Hasta donde nos lo han permitido las fuentes consultadas, a continuación se mencionan los jóvenes que jugaron durante la temporada:

Julio José Abaca Gómez; Silvio Politano; Ricardo Cambón; Francisco Priano; Pablo Francisco Chagneaud; L. Devitt; Alejandro Aníbal Arturo Chiappe; J. Casella; Elías Fernández; A. González; Anempodito García; J. González; Pascual Griffero; Arce; Alejandro Juan Luraschi; Levallois; Bernardo Vicente Antonio Messina; Mariani; José Morroni; D. García; Juan Ramón Peña; Brevich; Dino Pierrotti; Hotter.

Anécdotas.

Bernardo Vicente Miguel Messina, fue el único de los genuinos fundadores que tuvo el honor de haberse coronado campeón en alguna de las Ligas oficiales y lograr un ascenso.

Indudablemente quien comandaba el grupo de jóvenes que venían jugando juntos, como hemos visto durante varios años, era Julio Abaca Gómez uno de los “mayorcitos” del grupo. Es altamente probable que haya sido vinculado a River por Pedro Martínez y Alberto Flores, dos de los fundadores del club. Se conocían y habían jugado algunos partidos juntos en el Industrial de Lanús allá por 1902. Además Fernando Flores padre de Alberto y de Fernando (otro de los fundadores) había sido padrino de bautismo de Julio Abaca Gómez.

En uno de los partidos de esta temporada, River tuvo que enfrentar en semifinal a F. C. Oeste al que venció por 5 a 1. La curiosidad es que en el equipo de F. C. Oeste jugaba Enrique Rolón, hermano menor de Eduardo, fundador de River; y seguramente presente en aquel momento fundacional. Además jugador del River Plate recién fundado integrando el equipo de Juniors, futuro famoso equipo de 4° Liga de la entidad. En ese partido también jugó para F. C. Oeste, Ricardo Scala, quien había integrado junto a Rolón aquel equipo de Juniors y cercano a los jóvenes que luego darían nacimiento a River Plate.
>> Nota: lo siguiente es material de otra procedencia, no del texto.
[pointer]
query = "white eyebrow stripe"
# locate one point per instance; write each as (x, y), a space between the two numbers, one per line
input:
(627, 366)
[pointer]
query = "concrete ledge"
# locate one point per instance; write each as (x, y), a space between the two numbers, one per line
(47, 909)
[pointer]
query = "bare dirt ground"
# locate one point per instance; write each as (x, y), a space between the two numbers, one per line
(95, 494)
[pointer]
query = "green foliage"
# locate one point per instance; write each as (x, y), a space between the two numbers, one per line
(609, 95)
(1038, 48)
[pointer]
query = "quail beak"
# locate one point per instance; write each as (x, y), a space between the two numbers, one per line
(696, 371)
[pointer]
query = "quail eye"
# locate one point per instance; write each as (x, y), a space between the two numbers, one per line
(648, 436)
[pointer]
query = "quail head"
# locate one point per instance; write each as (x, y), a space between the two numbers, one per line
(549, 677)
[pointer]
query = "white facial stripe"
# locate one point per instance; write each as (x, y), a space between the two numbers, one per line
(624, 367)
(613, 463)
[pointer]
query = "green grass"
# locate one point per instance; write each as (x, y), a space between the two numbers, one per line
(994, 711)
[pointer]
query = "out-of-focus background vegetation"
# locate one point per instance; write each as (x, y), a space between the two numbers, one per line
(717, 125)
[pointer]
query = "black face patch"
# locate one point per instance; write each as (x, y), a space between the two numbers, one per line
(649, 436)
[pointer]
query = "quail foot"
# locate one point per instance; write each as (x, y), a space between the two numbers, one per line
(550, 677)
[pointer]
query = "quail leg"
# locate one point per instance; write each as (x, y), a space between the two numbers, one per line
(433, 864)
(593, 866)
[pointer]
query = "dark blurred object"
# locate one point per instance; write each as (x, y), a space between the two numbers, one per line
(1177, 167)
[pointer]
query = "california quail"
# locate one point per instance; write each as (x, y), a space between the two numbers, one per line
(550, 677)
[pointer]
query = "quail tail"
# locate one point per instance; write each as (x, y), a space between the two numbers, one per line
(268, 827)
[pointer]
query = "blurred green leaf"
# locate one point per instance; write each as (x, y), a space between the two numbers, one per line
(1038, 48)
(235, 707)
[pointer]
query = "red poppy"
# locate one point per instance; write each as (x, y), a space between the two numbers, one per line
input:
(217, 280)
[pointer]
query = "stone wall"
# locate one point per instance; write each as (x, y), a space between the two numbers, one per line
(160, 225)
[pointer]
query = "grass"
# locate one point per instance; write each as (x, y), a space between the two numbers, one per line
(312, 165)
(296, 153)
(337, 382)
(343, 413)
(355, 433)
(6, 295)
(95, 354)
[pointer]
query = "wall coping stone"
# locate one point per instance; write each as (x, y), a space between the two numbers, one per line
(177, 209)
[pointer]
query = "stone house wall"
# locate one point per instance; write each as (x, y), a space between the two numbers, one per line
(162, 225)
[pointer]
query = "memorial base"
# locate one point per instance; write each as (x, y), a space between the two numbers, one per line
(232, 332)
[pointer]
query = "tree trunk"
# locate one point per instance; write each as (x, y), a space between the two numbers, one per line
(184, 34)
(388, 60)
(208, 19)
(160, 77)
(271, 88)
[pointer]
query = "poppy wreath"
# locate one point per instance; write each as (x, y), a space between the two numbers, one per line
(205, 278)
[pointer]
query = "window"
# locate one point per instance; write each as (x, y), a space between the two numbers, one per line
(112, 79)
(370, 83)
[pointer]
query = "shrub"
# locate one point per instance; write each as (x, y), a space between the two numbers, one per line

Durante esta temporada de 1908, el presidente de River Plate, era don Leopoldo Bard, a quien sus prácticas hospitalarias por su carrera de Medicina, lo habían llevado a estar frecuentemente instalado en el barrio de Flores desde 1906. No desperdiciaba don Bard la oportunidad de jugar al fútbol y debido a ello integra el equipo de Flores que competía en 2° Liga. En 1907 jugando para este equipo, tuvo que enfrentar al Nacional de Abaca Gómez y sus amigos, partido que terminó en goleada del equipo de Floresta. Un año después seguía siendo presidente y seguramente festejó las alegrías que esos jugadores, rivales en 1907, le brindaban.



Fuentes consultadas.

Diarios La Nación, La Prensa, 1902 a 1908.

Diario La Argentina, 1903 a 1907.

Historia de River Plate, Editorial Eiffel, autores varios, 1958. Tomo I.

Archivo de Fútbol, Carlos Francisco Yametti.